Genetic Rearrangements of Six Wheat–Agropyron cristatum 6P Addition Lines Revealed by Molecular Markers

Agropyron cristatum (L.) Gaertn. (2n = 4x = 28, PPPP) not only is cultivated as pasture fodder but also could provide many desirable genes for wheat improvement. It is critical to obtain common wheat–A. cristatum alien disomic addition lines to locate the desired genes on the P genome chromosomes. Comparative analysis of the homoeologous relationships between the P genome chromosome and wheat genome chromosomes is a key step in transferring different desirable genes into common wheat and producing the desired alien translocation line while compensating for the loss of wheat chromatin. In this study, six common wheat–A. cristatum disomic addition lines were produced and analyzed by phenotypic examination, genomic in situ hybridization (GISH), SSR markers from the ABD genomes and STS markers from the P genome.
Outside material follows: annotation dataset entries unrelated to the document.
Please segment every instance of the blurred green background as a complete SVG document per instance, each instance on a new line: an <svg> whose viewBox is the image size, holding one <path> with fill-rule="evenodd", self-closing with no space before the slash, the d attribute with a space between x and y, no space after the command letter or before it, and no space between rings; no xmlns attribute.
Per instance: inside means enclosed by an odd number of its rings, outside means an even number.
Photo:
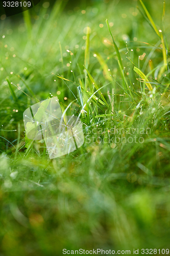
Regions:
<svg viewBox="0 0 170 256"><path fill-rule="evenodd" d="M164 29L163 1L143 3L169 46L170 2L166 2ZM162 45L137 7L144 13L139 1L134 0L42 1L29 12L1 15L1 256L60 255L64 248L131 249L132 254L133 249L169 247L169 123L165 115L169 104L160 94L155 101L143 101L140 114L136 111L143 96L133 65L145 74L155 69L152 84L162 94L169 73L167 69L158 81ZM123 82L107 18L133 101L120 98ZM36 99L51 95L65 109L75 99L72 93L78 97L81 81L93 92L83 66L87 27L88 70L99 88L105 86L102 91L107 102L108 95L115 95L113 119L104 117L103 127L139 125L151 127L151 134L143 144L85 143L50 160L42 156L40 143L25 139L22 114ZM101 123L98 115L108 108L103 106L103 111L98 103L91 105L89 119L81 117L85 131ZM78 115L80 106L74 102L67 114Z"/></svg>

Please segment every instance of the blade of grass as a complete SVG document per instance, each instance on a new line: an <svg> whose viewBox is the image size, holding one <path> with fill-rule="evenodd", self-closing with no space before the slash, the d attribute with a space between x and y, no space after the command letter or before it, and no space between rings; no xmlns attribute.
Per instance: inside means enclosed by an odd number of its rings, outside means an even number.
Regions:
<svg viewBox="0 0 170 256"><path fill-rule="evenodd" d="M13 97L13 99L15 100L15 101L16 101L17 102L18 101L18 98L16 97L15 93L11 86L11 83L7 78L6 78L6 80L8 82L9 87L11 95L12 96L12 97Z"/></svg>
<svg viewBox="0 0 170 256"><path fill-rule="evenodd" d="M90 60L90 34L91 29L89 27L87 27L86 31L86 48L85 50L84 56L84 66L86 69L88 69L88 65ZM85 72L85 88L87 88L87 72Z"/></svg>
<svg viewBox="0 0 170 256"><path fill-rule="evenodd" d="M149 82L149 80L148 79L148 78L146 78L146 76L144 75L144 74L143 74L143 72L141 72L141 71L138 69L137 68L136 68L136 67L134 67L134 71L137 73L137 74L138 75L139 75L139 76L140 76L140 77L144 81L147 81L147 82ZM147 84L147 86L148 87L148 88L149 89L149 90L150 91L152 91L153 90L153 88L152 87L152 86L151 84L151 83L150 82L148 82L146 83Z"/></svg>
<svg viewBox="0 0 170 256"><path fill-rule="evenodd" d="M110 27L109 27L109 23L108 23L108 21L107 19L106 19L106 24L107 24L107 25L108 26L108 29L109 29L109 31L110 32L111 36L112 37L112 40L113 40L113 45L114 45L115 50L116 52L117 57L118 58L118 59L119 61L120 67L121 67L122 70L123 70L124 69L124 67L123 67L123 63L122 63L122 58L121 58L121 56L120 56L120 53L119 53L119 52L118 51L117 45L116 45L116 44L115 43L115 41L114 40L112 34L111 33L111 32L110 31Z"/></svg>
<svg viewBox="0 0 170 256"><path fill-rule="evenodd" d="M147 9L146 8L145 5L144 5L143 3L142 2L142 0L139 0L140 2L140 3L145 11L145 12L146 13L146 14L149 18L149 19L150 20L150 22L151 22L153 28L154 29L154 30L156 32L156 33L157 33L157 34L158 35L158 36L159 36L159 37L160 37L160 33L158 31L158 29L156 27L156 25L155 24L155 23L153 21L153 20L152 19L152 17L150 15L150 13L149 12L149 11L148 11Z"/></svg>
<svg viewBox="0 0 170 256"><path fill-rule="evenodd" d="M104 101L104 102L105 102L106 105L107 106L108 106L108 104L106 100L105 100L104 96L103 95L102 93L101 93L101 91L100 90L98 86L97 86L97 84L95 82L94 80L93 79L93 78L92 78L92 77L91 76L91 75L90 75L90 74L89 73L89 72L88 72L88 71L87 70L87 69L85 67L85 69L86 69L86 70L87 71L87 74L88 74L88 76L89 76L89 77L90 78L90 79L91 80L91 81L92 82L93 84L94 84L95 88L96 89L96 90L98 91L99 93L100 94L101 94L101 97L102 99L103 99L103 100Z"/></svg>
Comparative maps, six in total, were generated and demonstrated that all six addition lines belonged to homoeologous group 6. However, chromosome 6P had undergone obvious rearrangements in different addition lines compared with the wheat chromosome, indicating that to obtain a genetic compensating alien translocation line, one should recombine alien chromosomal regions with homoeologous wheat chromosomes. Indeed, these addition lines were classified into four types based on the comparative mapping: 6P(I), 6P(II), 6P(III), and 6P(IV). The different types of chromosome 6P possessed different desirable genes. For example, the 6P(I) type, containing three addition lines, carried genes conferring high numbers of kernels per spike and resistance to powdery mildew, important traits for wheat improvement. These results may prove valuable for promoting the development of conventional chromosome engineering techniques toward molecular chromosome engineering.